How grateful I am for the witness of all prisoners and probationers of conscience
(SOAW, Plowshares, Oak Ridge Environmental Peace Alliance), and my heart leaps with
joy in the knowledge that half of my co-defendants have finished their prison terms and
are home or homeward bound.
I am humbled and moved by being the recipient of letters from so many of you,
offering encouragement. I wish I could respond with a personal word to everyone. Thank
you for sharing your own hopes, dreams, and passion for justice. The future of our world
is full of bright promise with people like you laying balm to the wounds of our time. I
applaud you and give thanks for you!
Please know that I am doing well. Libby, family, and friends generously visit me
and bring much love, cheer, and news. I am blessed by the gracious support from the
Church of the Savior UCC in Knoxville, an amazing congregation of faith-filled people.
I’ve been working in food services (dishwashing), take daily walks, teach a few
inmates yoga, and lessons in nonviolent principles and actions.

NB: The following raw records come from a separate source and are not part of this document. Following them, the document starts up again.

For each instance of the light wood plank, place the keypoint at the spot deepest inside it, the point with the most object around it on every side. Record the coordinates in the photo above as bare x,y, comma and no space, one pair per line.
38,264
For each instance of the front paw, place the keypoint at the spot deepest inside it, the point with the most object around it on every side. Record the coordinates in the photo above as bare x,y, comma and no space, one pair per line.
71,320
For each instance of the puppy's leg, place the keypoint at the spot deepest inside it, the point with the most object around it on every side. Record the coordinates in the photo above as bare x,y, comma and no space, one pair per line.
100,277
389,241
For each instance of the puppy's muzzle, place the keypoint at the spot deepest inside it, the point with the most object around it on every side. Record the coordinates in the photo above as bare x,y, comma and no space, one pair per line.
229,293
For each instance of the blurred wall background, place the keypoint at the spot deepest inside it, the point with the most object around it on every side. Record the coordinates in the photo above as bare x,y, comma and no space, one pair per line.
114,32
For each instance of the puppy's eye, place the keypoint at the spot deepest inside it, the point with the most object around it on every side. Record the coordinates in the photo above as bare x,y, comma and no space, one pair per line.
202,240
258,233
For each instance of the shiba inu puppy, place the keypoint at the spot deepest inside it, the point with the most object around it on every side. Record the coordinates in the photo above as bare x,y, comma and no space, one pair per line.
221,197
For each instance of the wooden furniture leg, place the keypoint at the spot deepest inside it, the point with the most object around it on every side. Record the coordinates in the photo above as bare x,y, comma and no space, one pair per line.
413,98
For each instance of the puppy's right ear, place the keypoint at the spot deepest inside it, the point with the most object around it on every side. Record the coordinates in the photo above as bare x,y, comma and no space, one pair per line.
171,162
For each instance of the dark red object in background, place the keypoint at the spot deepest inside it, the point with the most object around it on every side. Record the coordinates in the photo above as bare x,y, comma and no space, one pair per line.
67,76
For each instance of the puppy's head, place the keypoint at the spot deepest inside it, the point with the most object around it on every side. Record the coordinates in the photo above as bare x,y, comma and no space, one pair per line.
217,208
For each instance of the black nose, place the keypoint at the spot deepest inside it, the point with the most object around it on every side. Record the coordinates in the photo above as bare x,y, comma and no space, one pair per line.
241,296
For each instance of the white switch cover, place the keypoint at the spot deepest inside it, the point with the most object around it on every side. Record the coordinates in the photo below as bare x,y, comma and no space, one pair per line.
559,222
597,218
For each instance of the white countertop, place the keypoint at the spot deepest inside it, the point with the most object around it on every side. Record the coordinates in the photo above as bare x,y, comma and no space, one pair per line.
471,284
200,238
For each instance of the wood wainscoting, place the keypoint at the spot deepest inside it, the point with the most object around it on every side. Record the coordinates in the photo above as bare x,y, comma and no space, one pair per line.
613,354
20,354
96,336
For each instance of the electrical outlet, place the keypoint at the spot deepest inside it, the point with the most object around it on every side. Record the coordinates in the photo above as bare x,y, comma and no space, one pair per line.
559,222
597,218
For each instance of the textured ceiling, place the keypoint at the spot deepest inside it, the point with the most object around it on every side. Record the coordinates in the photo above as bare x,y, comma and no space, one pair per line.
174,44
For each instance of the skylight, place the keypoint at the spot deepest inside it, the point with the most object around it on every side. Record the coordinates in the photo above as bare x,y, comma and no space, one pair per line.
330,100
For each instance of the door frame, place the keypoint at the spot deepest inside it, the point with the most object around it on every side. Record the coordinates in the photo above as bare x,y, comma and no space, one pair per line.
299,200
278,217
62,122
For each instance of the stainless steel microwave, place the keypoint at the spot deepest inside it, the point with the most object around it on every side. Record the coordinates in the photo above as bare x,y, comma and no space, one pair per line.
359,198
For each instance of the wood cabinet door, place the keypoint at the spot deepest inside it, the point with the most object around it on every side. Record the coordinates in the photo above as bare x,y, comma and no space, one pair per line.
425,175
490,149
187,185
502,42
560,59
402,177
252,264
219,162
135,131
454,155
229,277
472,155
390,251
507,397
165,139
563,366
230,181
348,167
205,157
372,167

Mainly I try to be
available to what lay heavy on the hearts of many here.
The Saturday after the SOAW vigil/action, a group of runners for peace (“Run for
Freedom”), in support of all prisoners of conscience, ran from a federal prison camp in
Lexington, where Janice Sevre-Duszynska was incarcerated, to Manchester. It was a very
powerful and spiritual event. The prison officials went on alert —- placing a
guard/vehicle
at the entrance to the prison complex three days before their expected arrival, questioned
me several times (one of the correctional officers defended the SOA and claimed to have
been an instructor there in the 1980s), and placed the whole camp (now 410 inmates) on
lockdown in our units Saturday afternoon and evening.
Then, they incredulously asked me for days following the event if the runners
“protest” accomplished anything. My response: Not a single word, cry, smile, prayer, run,
walk, kiss, embrace, vigil, or act of civil resistance offered out of love for peace is
lost
in the struggle for justice and the renewal of this sacred earth and space.
Dear friends, may the God of peace and Jove bless you and yours as you celebrate
in your own way the promised reign of love and justice. And may you be sustained by
that gallery of saints (Philip, Dorothy, Ita, Maura, Jean, Oscar . ..) who cheer us all
on as we “wait and hasten” that reign.